'Bosses' gets a promotion; Horrible Bosses 2 review
Film: Horrible Bosses 2
Release Date: Nov. 26
Studio: Warner Bros.
This has been the year for unnecessary sequels. Unexpectedly, these films have turned out to be clever, humorous and filled with smart comedy that in some cases improve on the original source material. Earlier this year, 22 Jump Street set the bar high, and although movies like Dumb and Dumber To and now Horrible Bosses 2 can’t beat it, they are all in the same league of hilariously zany sequels.
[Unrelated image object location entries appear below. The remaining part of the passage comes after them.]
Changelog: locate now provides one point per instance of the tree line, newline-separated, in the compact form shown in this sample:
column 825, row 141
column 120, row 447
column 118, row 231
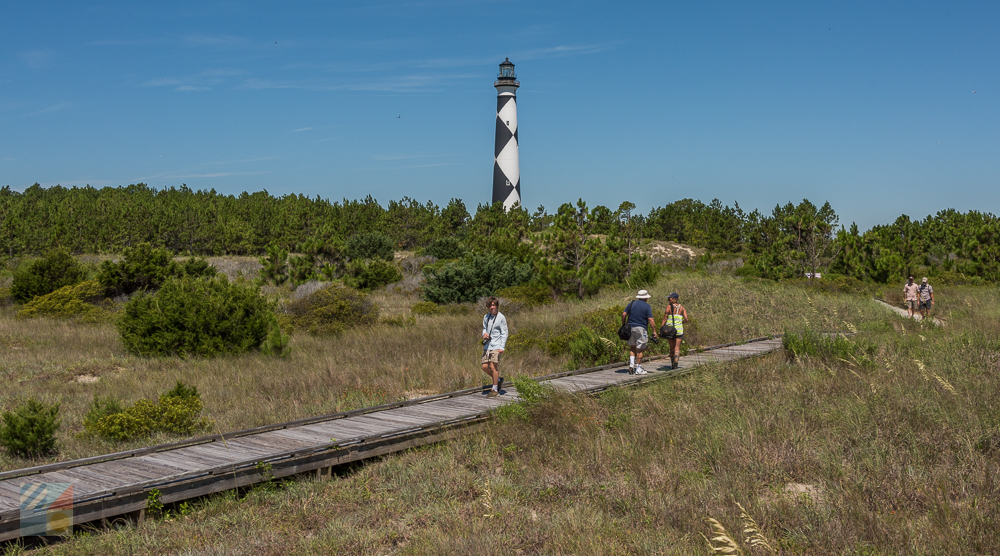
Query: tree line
column 575, row 249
Horrible Bosses 2 has all the qualities of a bad movie. It has a wafer thin, convoluted plot that doesn’t begin until the last 20 minutes. In the first film it was logical for our characters to assume killing their bosses would solve their problems; here the crime seems too random – there aren’t even any bosses in the movie.
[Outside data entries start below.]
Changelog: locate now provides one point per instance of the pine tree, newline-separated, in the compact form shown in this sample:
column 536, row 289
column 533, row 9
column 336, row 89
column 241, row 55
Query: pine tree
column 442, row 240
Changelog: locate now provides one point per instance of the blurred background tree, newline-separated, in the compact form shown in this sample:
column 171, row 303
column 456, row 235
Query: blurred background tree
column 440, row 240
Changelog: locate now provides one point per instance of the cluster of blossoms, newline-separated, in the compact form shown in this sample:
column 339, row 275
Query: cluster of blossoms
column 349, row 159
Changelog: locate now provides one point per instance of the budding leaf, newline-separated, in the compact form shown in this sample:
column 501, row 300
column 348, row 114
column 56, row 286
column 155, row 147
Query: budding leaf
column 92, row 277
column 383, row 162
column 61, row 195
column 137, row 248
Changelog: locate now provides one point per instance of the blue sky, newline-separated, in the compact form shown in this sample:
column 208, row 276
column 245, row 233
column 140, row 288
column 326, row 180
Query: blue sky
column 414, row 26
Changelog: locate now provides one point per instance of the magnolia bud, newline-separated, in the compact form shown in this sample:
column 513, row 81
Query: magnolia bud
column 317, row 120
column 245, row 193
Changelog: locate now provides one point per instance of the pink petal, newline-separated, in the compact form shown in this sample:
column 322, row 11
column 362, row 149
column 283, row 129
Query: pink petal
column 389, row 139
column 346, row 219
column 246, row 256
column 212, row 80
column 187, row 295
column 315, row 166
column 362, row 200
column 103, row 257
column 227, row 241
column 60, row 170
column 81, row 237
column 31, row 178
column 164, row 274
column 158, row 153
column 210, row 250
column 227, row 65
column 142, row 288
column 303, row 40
The film follows Nick (Jason Bateman, This is Where I Leave You), Kurt (Jason Sudeikis, Portlandia) and Dale (Charlie Day, It’s Always Sunny in Philadelphia), as they embark on their own business venture – clearly having learned their lesson in the first film. This time around, they have developed a new product, which has captured the attention of a major distributor. After a double cross causes the deal to go awry, they hatch a kidnapping scheme to try to right the situation and come back out on top.
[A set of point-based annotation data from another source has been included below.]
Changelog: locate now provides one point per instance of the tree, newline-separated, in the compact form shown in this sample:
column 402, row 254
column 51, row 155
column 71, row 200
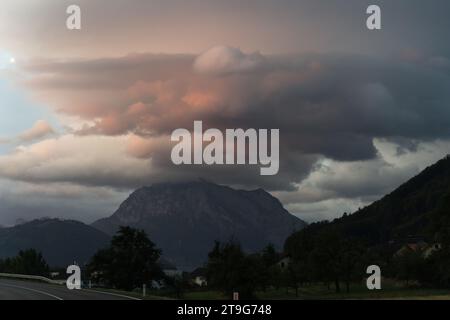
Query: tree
column 230, row 270
column 129, row 262
column 28, row 262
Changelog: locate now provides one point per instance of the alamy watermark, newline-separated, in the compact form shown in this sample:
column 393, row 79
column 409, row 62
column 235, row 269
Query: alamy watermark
column 235, row 146
column 73, row 21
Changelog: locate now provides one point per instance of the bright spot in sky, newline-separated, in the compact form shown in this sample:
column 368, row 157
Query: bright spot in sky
column 6, row 60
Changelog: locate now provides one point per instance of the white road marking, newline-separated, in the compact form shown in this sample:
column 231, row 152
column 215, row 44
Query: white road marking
column 32, row 290
column 112, row 294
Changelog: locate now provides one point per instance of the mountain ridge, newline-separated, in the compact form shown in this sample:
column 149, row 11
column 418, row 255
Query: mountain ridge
column 197, row 213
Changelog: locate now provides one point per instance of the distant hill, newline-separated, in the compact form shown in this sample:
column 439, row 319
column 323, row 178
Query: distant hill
column 184, row 219
column 61, row 242
column 418, row 208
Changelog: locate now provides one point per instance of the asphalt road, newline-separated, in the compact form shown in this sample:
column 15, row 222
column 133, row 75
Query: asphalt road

Amazingly, this movie defies the awfulness of the plot and somehow manages to hold your attention and keep you laughing from beginning to end. In an almost magical fashion, plot twists occur that you never saw coming, mainly because you never saw the plot. This movie reminded me of a classic ’80s comedy, in which it was less about the quality and story and more about the stars and dialogue – think Beverly Hills Cop meets 9 to 5.
The film’s success is derived from its perfectly assembled cast. Bateman has made a career out of playing beleaguered characters. Much like his character in Arrested Development, he is the straight man for the others’ stupid behaviors and is the group’s voice of reason. His deadpan delivery although repetitive is suitable for the role and very polished.
Sudeikis is one of the most recent actors Saturday Night Live has turned into a star. Sudeikis is a master at improvisation and effectively works off of the other two for maximum hilarity.
Charlie Day is perhaps the least well known of the bunch, but that doesn’t diminish his talent or contribution. He very much plays the Curley to Sudeikis and Bateman’s Larry and Moe. As in his TV show, “It’s Always Sunny in Philadelphia,” he is the master of the non sequitur. The things he says and does are random and stupid, packing so much aplomb that he doesn’t care you’re laughing at him.
The three actors were relatively unknown when the first movie came out. They return to this film as stronger household names. Their witty banter and sophomoric rapport is so natural it is unclear what is script and what is adlibbed. They play off of each other so perfectly. This is why the film works.
The supporting characters – comprised of Hollywood beauty Jennifer Aniston (Cake) and Oscar winners Kevin Spacey (House of Cards) and Jamie Foxx (Annie) – were lead characters in the first film, but now have merely cameo roles. Aniston’s inclusion, although hilarious and raunchy, seemed more of an afterthought. It’s almost as if the writers finished the script then added Aniston after.
Newcomer Chris Pine (Vampire Lawyer With Chris Pine) plays the smug son of evil business tycoon, Bert Hanson (Christoph Waltz, Muppets Most Wanted). Waltz could have been used more effectively, and Pine was supposed to be charming, but came across as whiney.
Through no fault of their own, their characters caused the film to drag. They are both great actors and should have been playing different characters more suitable to their skills.
Although Horrible Bosses 2 is a flawed film, it is a shining example of what a true ensemble comedy should be.